Daniel Shawul wrote:
Note that the right test to test the possible models should be by finding the model that gives smaller error function in predicting results.
basically you have rating r that you calculate based on games for the time before the game and you also have a function of expected result that is
expected_result(rating_white,rating_black)
You calculate error function that is sum of the squares of the difference between expected_result and observed_result and the model that is best is the model that gives a smaller value for the error function based on many games.
This is exactly what is done in the paper, namely cross-correlation tests, but i am sure there are better bayesian model selection approaches. Knowing how hard it is to prove which model is best, it baffles me that some here 'clearly' see how davidson model is better.
That has been my qualm, you can't really know until you make the test with all draw models. We did the standard cross-10, i.e. partition the data set in to 10 groups, train on 9 of them and test on 1 subset. DV showed better match there and also for cross-2, and cross-4 on CCRL/CEGT blitz and standard tc ratings, for a total of 4.
The model are called 'draw models' but they do have parameter for home advantage (white/black). It may also be possible to add other modifiers like game length to change ratings. Quick wins give you higher ratings. The point system is the same for all just the ratings. When you say 1W+3D, you get 62.5% and then you add other necessary values like draw ratio is 3/4=75%, game length for the win=30, that win is with black, against a 2300 elo but all draws are against a 2400 elo... etc. So all will contribute to the the predicted rating (strength) of the player, and the different 'draw' models assign different strength obviously.

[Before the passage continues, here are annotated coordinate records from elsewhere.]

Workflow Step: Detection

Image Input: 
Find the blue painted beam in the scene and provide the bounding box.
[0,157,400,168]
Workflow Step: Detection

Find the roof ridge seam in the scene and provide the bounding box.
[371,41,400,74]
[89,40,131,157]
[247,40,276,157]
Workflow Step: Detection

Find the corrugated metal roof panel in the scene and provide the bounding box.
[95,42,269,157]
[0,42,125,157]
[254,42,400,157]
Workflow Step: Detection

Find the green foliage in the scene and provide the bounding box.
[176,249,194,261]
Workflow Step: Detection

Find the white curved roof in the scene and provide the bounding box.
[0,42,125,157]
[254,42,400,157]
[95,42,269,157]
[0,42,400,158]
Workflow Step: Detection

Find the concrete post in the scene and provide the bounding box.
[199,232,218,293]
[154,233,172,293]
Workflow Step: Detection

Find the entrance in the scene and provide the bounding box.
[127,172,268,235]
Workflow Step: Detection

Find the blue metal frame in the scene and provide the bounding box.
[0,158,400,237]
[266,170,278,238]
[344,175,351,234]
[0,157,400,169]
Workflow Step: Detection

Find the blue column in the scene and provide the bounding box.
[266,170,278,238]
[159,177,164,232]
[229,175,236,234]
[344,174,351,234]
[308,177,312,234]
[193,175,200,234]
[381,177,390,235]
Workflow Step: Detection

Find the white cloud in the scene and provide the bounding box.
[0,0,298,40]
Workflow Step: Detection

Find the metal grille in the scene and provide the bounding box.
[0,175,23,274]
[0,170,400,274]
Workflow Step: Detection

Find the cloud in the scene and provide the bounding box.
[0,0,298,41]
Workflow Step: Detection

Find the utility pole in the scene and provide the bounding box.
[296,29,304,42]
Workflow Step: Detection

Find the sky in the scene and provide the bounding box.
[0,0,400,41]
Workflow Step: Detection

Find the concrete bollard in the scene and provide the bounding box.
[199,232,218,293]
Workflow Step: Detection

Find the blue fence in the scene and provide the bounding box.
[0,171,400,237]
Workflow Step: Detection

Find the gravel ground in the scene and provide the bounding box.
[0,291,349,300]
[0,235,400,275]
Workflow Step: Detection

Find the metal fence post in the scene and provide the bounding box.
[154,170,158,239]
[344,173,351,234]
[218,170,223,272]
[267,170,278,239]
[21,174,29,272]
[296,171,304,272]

1)For chess programs rating:
Using game length may increase the rating of programs that never resign(or if the interface adjudicate games based on evaluations it is going to increase the rating of programs that never show very bad evaluation).
If you want to use the pgn of the games and not only the results then it is better to use computer analysis of the games in order to calculate rating
so both players can earn rating points if they played better than their rating and it is possible that both players lose rating points if they played worse than their rating based on computer analysis.
Note that
I do not like this idea because there is a problem in calculating the rating of the strong programs in this way.
For example if you use houdini to analyze the games of houdini it may increase houdini's rating and if you want accurate result by computer analysis you may need significantly more time to analyze the games
relative to the time that is used to play the games.
2)For chess human rating:
I am against all these ideas in human-human games because they encourage cheating.
2 players can simply prepare their game at home and earn rating points from their draw if you use computer analysis to calculate rating.
I am also against the idea that 2 draws do not give the same as win and loss for rating or for ranking of humans because I think this idea also encourage cheating(if a pair of win and loss is not equal to 2 draws then players with equal strength can get motivation to fix their result before the game so they get more from their expected 50% result).